Robert de Tyre had the dry heaves. He hadn’t eaten a
morsel in days, and yet his body couldn’t stop trying to empty
itself. Each heave brought up nothing but bile, and just made him
feel even sicker. Still, Robert was not sick of body. He was sick
at heart.

He had failed Sabina in every possible way. First he
had failed to protect her, then he failed to make her love him
enough to stay with him. And now, it seemed he’d helped to send her
to her death.

Robert had originally planned to just abandon Sabina
to her fate when she decided to return to her fiancé. But when push
came to shove, he just couldn’t do it. He had to make sure she was
safe, even if she wasn’t happy. He continued to watch her from afar
as she approached what they both had thought was Lord Reginald’s
base camp, had even managed to follow her part of the way by
slithering his way along the ground, hiding himself among the tall
meadow grasses. He’d even considered going after her at one point,
but he’d nipped that feeling right in the bud. Sabina was her own
woman now. At least, she was her own woman until she married Lord
Reginald, and became yet another piece of his chattel property. The
very thought of a woman like Sabina settling for such a submissive,
powerless role as the wife of a Norman warlord made Robert’s skin
crawl, but like it or not, he had to accept it. Some things just
weren’t up to him.

The most important thing, he’d reasoned to himself,
was for Sabina to remain alive and safe. He could take comfort in
that, at least. So imagine Robert’s shock when he saw his beloved
surrender under the white flag at the bottom of the meadow, only to
be scooped up and carried away by a wild Viking on horseback.

All at once, it hit him. The massive army waiting on
the ridge wasn’t Lord Reginald’s. When Robert risked all to get
close enough to see that the encampment was laid out in the Dane
fashion, he could draw only one conclusion. Sabina had surrendered
herself to the armies of Tostig of York.

Robert’s blood ran cold. What the hell was Tostig
doing here in the first place? Had he broken his vow not to
interfere with Lord Reginald’s campaigns, then? Or perhaps had the
two warlords struck up a strange alliance of some sort? Robert had
no idea. For Tostig to appear on England’s southern coast with an
army even bigger than Lord Reginald’s didn’t make a heap of sense
in all of Christendom. But then again, nothing in Robert’s world
made sense anymore. In the past few weeks, he’d had his entire
world turned upside down.

Knowing that his beloved Sabina was now in Tostig’s
clutches made Robert physically ill. Unlike his adversary Lord
Reginald, Tostig had no honor where women were concerned. The
slithery Dane viewed them as mere receptacles for his seed, to be
tossed aside like old turnip-tops when he finished with them. For
all he knew, Tostig was abusing Sabina right now, at this very
moment.

The thought of Tostig taking liberties with Sabina
shook him to his very core. Robert collapsed to his knees, began
the first of what would be an endless string of dry heaves.

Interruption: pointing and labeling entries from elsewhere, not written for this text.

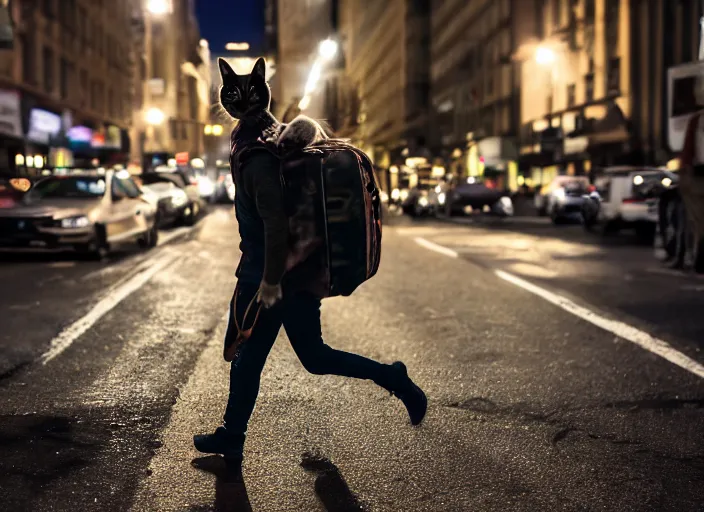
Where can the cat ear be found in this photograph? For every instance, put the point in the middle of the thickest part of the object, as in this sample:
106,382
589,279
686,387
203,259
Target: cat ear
226,71
260,68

It had taken all of his remaining strength to let
Sabina go. He’d respected her choice then, but now the game had
changed. She was in danger under Tostig’s clutches, possibly even
mortal danger. He had no choice but to risk everything to get her
out of there.

Robert knew there was no chance in hell he could
just waltz into Tostig’s encampment and rescue his beloved alone.
He had no horse, no lance, he was filthy, he stank, and he hadn’t
had a decent meal in more than two days. He needed backup. But
where the hell was he going to get the help he needed?